Das ist wohl auch ein Grund, warum sich Garzón der Basiskirche immer noch verbunden fühlt. »Obwohl ich mit 20 bei den Franziskanern war, glaube ich mittlerweile nicht mehr an Gott und bin auch nicht mehr in der Kirche. Trotzdem hat mich die Befreiungstheologie geprägt. Das waren Leute, die immer gemacht haben, was sie sagen, und immer gesagt haben, was sie machen.«
Nicht allzu überraschend ist vor diesem Hintergrund auch, dass Garzón in den vergangenen 30 Jahren vor allem in der Menschenrechtsarbeit aktiv gewesen ist. Er hat in Kriegsgebieten die Opfer von Armee und Paramilitärs begleitet. »Der kolumbianische Staat hat systematisch Krieg gegen die Selbstorganisierung der Armen geführt. Er hat bewaffnete Gruppen aus dem Umfeld der Drogenkartelle systematisch eingesetzt, um Bauernorganisationen und Gewerkschaften zu zerschlagen. Das war auch ökonomisch lukrativ. Mindestens vier Millionen Bauern sind seit den 1980er Jahren von Paramilitärs vertrieben worden – das Land ist dann fast immer in den Händen von Großgrundbesitzern gelandet.« Dass der kolumbianische Bürgerkrieg nicht nur mit Drogenhandel, sondern vor allem auch mit Klasseninteressen zu tun hat, bleibt in der Berichterstattung in der Regel ausgeblendet.

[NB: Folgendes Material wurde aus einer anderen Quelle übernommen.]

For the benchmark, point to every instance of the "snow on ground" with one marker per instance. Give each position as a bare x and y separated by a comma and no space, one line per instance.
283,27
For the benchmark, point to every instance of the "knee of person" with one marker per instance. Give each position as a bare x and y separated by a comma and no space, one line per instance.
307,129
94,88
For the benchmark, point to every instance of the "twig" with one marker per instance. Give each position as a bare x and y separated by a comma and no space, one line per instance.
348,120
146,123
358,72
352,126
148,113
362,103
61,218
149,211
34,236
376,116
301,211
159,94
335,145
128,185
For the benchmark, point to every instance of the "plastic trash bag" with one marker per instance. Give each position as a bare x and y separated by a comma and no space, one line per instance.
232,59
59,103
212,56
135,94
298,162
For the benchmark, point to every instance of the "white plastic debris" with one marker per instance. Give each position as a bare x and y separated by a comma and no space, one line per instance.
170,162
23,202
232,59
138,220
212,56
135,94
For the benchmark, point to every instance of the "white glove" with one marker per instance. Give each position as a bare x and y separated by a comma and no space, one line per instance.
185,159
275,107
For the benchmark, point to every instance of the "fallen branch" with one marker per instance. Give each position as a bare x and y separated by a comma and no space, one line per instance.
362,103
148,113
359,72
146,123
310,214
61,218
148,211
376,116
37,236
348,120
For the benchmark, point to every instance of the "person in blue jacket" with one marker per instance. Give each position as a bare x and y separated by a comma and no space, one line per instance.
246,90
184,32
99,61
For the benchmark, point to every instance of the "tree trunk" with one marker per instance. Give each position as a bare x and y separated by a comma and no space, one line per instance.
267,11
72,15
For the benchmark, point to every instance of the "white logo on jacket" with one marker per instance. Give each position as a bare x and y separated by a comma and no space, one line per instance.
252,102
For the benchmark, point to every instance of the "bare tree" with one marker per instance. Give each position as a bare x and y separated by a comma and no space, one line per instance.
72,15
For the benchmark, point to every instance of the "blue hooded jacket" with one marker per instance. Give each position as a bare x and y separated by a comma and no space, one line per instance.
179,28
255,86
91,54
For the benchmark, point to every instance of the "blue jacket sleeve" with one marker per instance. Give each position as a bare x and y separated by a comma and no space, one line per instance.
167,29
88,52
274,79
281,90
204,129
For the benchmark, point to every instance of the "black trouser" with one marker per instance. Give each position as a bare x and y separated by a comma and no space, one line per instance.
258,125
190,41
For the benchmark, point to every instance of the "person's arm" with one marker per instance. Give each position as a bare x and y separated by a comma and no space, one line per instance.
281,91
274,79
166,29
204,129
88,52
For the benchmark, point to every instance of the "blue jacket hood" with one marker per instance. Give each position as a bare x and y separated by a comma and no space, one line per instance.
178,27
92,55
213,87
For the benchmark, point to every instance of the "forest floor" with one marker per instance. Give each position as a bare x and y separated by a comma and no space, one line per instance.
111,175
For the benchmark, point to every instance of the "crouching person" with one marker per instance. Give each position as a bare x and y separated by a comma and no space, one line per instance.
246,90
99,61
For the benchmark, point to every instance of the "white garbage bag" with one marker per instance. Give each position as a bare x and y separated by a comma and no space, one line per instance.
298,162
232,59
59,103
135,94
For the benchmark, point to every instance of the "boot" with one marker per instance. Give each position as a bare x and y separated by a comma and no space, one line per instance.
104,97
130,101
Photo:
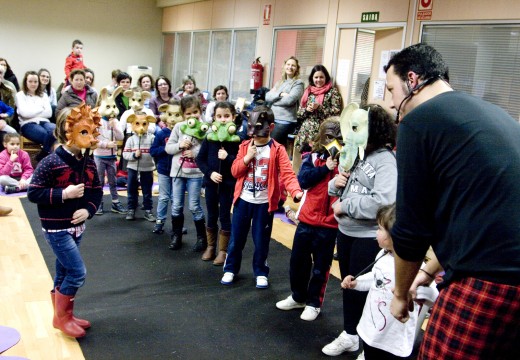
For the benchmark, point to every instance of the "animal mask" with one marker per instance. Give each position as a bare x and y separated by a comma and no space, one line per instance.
106,104
223,132
170,114
136,99
258,123
329,137
354,129
140,123
195,128
81,127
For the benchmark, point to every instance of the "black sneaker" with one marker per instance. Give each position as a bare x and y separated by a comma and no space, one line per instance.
148,215
10,189
130,214
118,208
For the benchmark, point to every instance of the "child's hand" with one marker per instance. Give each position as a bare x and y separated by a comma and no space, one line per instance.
216,177
188,154
185,144
74,191
251,153
112,123
331,163
336,207
22,184
348,282
14,156
79,216
341,180
222,154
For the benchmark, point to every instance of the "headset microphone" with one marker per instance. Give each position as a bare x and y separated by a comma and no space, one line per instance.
411,93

José Benito Garzón ist in diesem Zusammenhang selbst immer wieder mit dem Tode bedroht worden. Das letzte Mal im vergangenen Winter, als er mit Gleichgesinnten in der Stadt Cali ein Meinungstribunal – eine Art symbolischen Gerichtsprozess – gegen die Polizei organisierte. Allein im Armenviertel von Siloé im Westen Calis sind bei Sozialprotesten 2021 etwa 20 Jugendliche von der Polizei erschossen worden. »Teilweise haben Scharfschützen der Polizei aus Hubschrauben das Feuer auf die Demonstranten eröffnet«, berichtet Garzón. »Kein einziger Uniformierter ist dafür zur Rechenschaft gezogen worden, aber noch immer sitzen mehr als 100 Protestierende im Gefängnis.«
Der Fall zeigt, dass die Kräfte in Kolumbien auch nach der Wahl der Linksregierung im August 2022 ungleich verteilt sind. Präsident Gustavo Petro und seine Stellvertreterin Francia Márquez kommen zwar aus der Linken – Petro war als junger Mann politischer Kader der M19-Guerilla, und die 41-jährige Afrokolumbianerin Márquez hat in ihrer Gemeinde den Widerstand gegen die Vertreibung durch einen britischen Bergbaukonzern organisiert. Trotzdem handele es sich nicht um eine Linksregierung, betont der Historiker und Menschenrechtsaktivist Garzón. »Um die Wahlen zu gewinnen, hat Petro schon im Vorfeld Bündnisse mit der politischen Mitte und Teilen der Rechten schließen müssen. Er hat Liberale und Konservative in eine Koalition eingebunden, indem er die Korruptionslogik der traditionellen Parteien bedient hat. Sprich: Er hat ihnen politische Posten angeboten.« Doch als Petro Anfang 2023 mit der Gesundheits-, Arbeitsmarkt- und Rentenreform an den Verteilungsverhältnissen zu kratzen begann, sei die Koalition sofort zerbrochen.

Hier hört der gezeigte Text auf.